Rails.application.config.middleware.insert_before 0, Rack::Cors do
allow do
origins 'http://localhost:8080'
resource '*',
headers: :any,
expose: ['access-token', 'expiry', 'token-type', 'Authorization'],
credentials: true,
methods: [:get, :post, :put, :patch, :delete, :options, :head]
end
end
SignOut mutation.
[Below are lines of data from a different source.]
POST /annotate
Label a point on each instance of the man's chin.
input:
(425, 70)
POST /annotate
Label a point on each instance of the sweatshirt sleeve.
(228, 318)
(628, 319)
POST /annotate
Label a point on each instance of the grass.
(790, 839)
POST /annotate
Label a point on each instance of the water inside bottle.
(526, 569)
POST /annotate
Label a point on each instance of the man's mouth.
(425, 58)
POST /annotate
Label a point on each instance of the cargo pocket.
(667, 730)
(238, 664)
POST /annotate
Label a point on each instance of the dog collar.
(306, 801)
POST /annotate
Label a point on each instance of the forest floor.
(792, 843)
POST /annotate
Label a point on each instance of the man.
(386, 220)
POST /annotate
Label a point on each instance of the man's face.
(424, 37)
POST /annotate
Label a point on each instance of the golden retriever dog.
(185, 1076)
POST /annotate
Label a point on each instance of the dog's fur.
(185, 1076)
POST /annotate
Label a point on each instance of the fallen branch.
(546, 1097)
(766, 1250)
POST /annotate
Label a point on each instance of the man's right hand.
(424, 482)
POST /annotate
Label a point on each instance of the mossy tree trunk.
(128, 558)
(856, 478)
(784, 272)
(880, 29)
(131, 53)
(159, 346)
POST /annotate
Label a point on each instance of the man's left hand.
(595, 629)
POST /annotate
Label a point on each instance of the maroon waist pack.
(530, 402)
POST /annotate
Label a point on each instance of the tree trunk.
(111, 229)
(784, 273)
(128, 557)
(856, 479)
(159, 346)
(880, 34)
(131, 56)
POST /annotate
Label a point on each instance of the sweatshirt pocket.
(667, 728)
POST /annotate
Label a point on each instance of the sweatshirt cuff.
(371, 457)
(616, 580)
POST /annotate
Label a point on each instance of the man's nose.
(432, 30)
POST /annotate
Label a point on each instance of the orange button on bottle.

On this step - just check for current_user and return MutationResult.
module Mutations
class SignOut < Mutations::BaseMutation
graphql_name "SignOut"
field :user, Types::UserType, null: false
def resolve
user = context[:current_user]
if user.present?
success = user.reset_authentication_token!
MutationResult.call(
obj: { user: user },
success: success,
errors: user.errors
)
else
GraphQL::ExecutionError.new("User not signed in")
end
end
end
end
RegisterUser mutation - set current_user in a context and return MutationResult.
module Mutations
class RegisterUser < Mutations::BaseMutation
graphql_name "RegisterUser"
argument :phone, String, required: true
argument :first_name, String, required: true
argument :last_name, String, required: true
argument :email, String, required: true
argument :password, String, required: true
field :user, Types::UserType, null: false
def resolve(args)
user = User.create!(args)
context[:current_user] = user
MutationResult.call(
obj: { user: user },
success: user.persisted?,
errors: user.errors
)
rescue ActiveRecord::RecordInvalid => invalid
GraphQL::ExecutionError.new(
"Invalid Attributes for #{invalid.record.class.name}: " \
"#{invalid.record.errors.full_messages.join(', ')}"
)
end
end
end
Done! Now we have working user login/register/logout workflow based on GraphQL and JWT.